中国の複数都市での商用サービス展開目指す



出典:Pony.aiプレスリリース

トヨタが出資する中国の自動運転スタートアップPony.ai(小馬智行)は2022年10月7日までに、中国最大の自動車メーカーSAIC(上海汽車集団)と共同でレベル4の自動運転車を開発することを発表した。ロボタクシー向けの車両として製造するという。

自動運転レベル4は、特定エリア内での完全自動運転を実現する技術レベルを指す。つまり、特定エリア内では完全なドライバーレスが実現する水準だ。


両社はこの完全ドライバーレスのロボタクシーを将来的に大量生産し、中国の複数都市でのサービス展開を目指していくという。

【参考】関連記事としては「自動運転、レベル4とレベル5の違いは?(2022年最新版)」も参照。

■コンセプトカー発表、17の統合センサー搭載

開発に先立ち発表されたコンセプトカーは、SAICのEV(電気自動車)「Marvel R」をベースに、Pony.aiのレベル4の自動運転システムを搭載したものだ。

このコンセプトカーには17の自動車用統合センサーが搭載されており、車両周辺の死角をなくし、360度かつ200メートルの視覚範囲を実現している。また、折りたたみ式ハンドルや冗長シャーシシステム、インテリジェントコックピット、リモートアシスタンスなどの機能も備えているという。


出典:Pony.aiプレスリリース
■2016年設立の有力ベンチャーPony.ai

Pony.aiは2016年設立のスタートアップで、中国・広州に本拠地を置いているが、米シリコンバレーにも開発拠点を構える。トヨタからの出資が発表されたのは2020年のことで、出資額は4億ドル(※当時のレートで約440億円)。両社はこのときすでに提携関係にあった。

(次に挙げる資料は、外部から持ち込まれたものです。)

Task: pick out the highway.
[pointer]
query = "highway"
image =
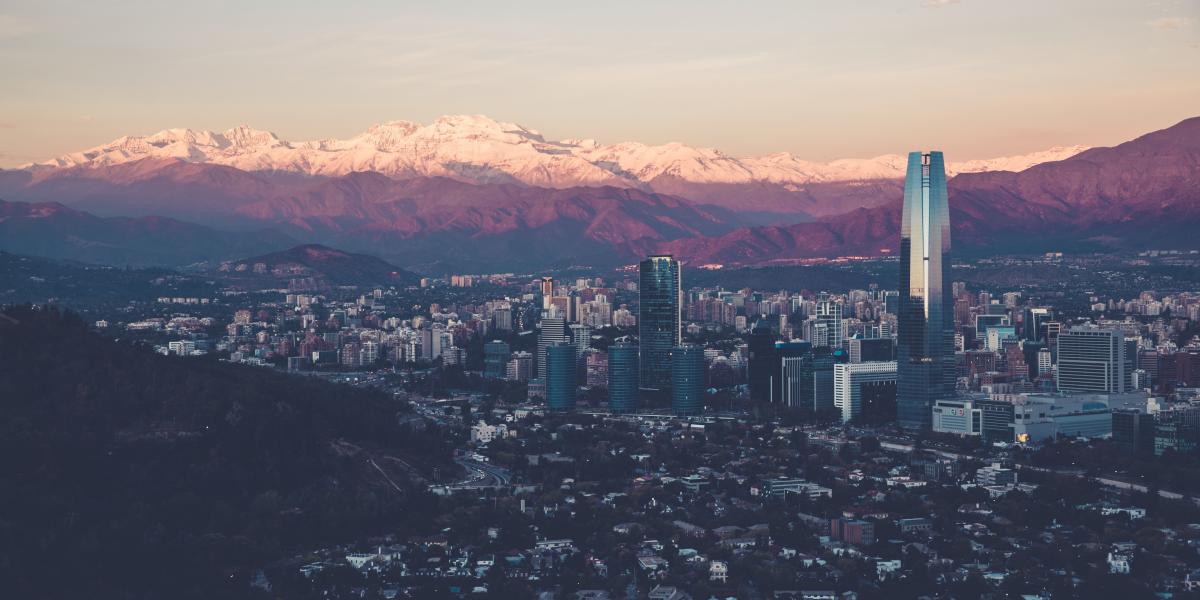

Pony.aiは中国で2021年6月にドライバーレスでの自動運転の走行試験の認可を受けている。そして2022年4月には、広州市からタクシー事業の営業許可を取得している。この事例は、自動運転車両を用いたタクシー事業の営業許可としては、中国初のこととされている。

また、アメリカでも自動運転の試験走行許可を得ているが、2021年10月にカリフォルニア州内を自動運転モードで走行中、中央分離帯と信号機に衝突する単独事故を起こした。その後、カリフォルニア当局から自動運転の実験許可を停止されている。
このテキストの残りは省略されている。